Wissenswertes

Was ist Hanf?

Hanf (lat. Cannabis) zählt zu den ältesten Nutzpflanzen der Menschheitsgeschichte.
Die starken Fasern der Pflanzenstängel eignen sich zur Fertigung von Textilien, Seilen oder Papier.
Die Hanfsamen beinhalten hochwertige Öle, die zu natürlichenaromen oder auch zur Herstellung von Seife und Farbe verwendet werden können.

Die Hanfarten sind zweihäusig getrenntgeschlechtlich: Für gewöhlich wachsen also männliche und weibliche Blüten auf unterschiedlichen Pflanzen.
Jedoch sind hier auch Zwitterformen möglich, in diesem Fall verfügt die Pflanze sowohl über weibliche als auch männliche Fortpflanzungsorgane.

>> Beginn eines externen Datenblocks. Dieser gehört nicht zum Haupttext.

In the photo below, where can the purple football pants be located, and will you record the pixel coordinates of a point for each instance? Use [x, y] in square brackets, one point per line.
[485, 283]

Da Cannabis Sonnenstrahlen überaus effektiv verwertet, ist die Kultivierung in vielen Regionen der Erde möglich.
Obwohl mittlerweile Tausende verschiedener Hanfsorten existieren, werden die folgenden drei Hauptarten unterschieden:
Cannabis Sativa (Nutzhanf)
Cannabis Indica (Indischer Hanf)

Im Wesentlichen unterscheiden sich diese in Ihrer Kultivierungsgröße: Cannabis Sativa weist von allen drei Familien den größten Wuchs auf,
wobei Cannabis Indica hingegen von mittlerer Gestalt ist und Cannabis Ruderalis damit die kleinste der drei Arten darstellt.
Im Gegensatz zu den anderen Familien verfügt der ruderale Hanf nur über geringe Mengen des psychoaktiven Cannabinoids Tetrahydrocannabinol (THC).


  

CBD als Heilmittel

Ein weiteres Cannabinoid, welches in Hanf enthalten ist, nennt sich CBD. Die Abkürzung steht für Cannabidiol, das im Gegensatz zu THC keine psychoaktive Wirkung aufweist.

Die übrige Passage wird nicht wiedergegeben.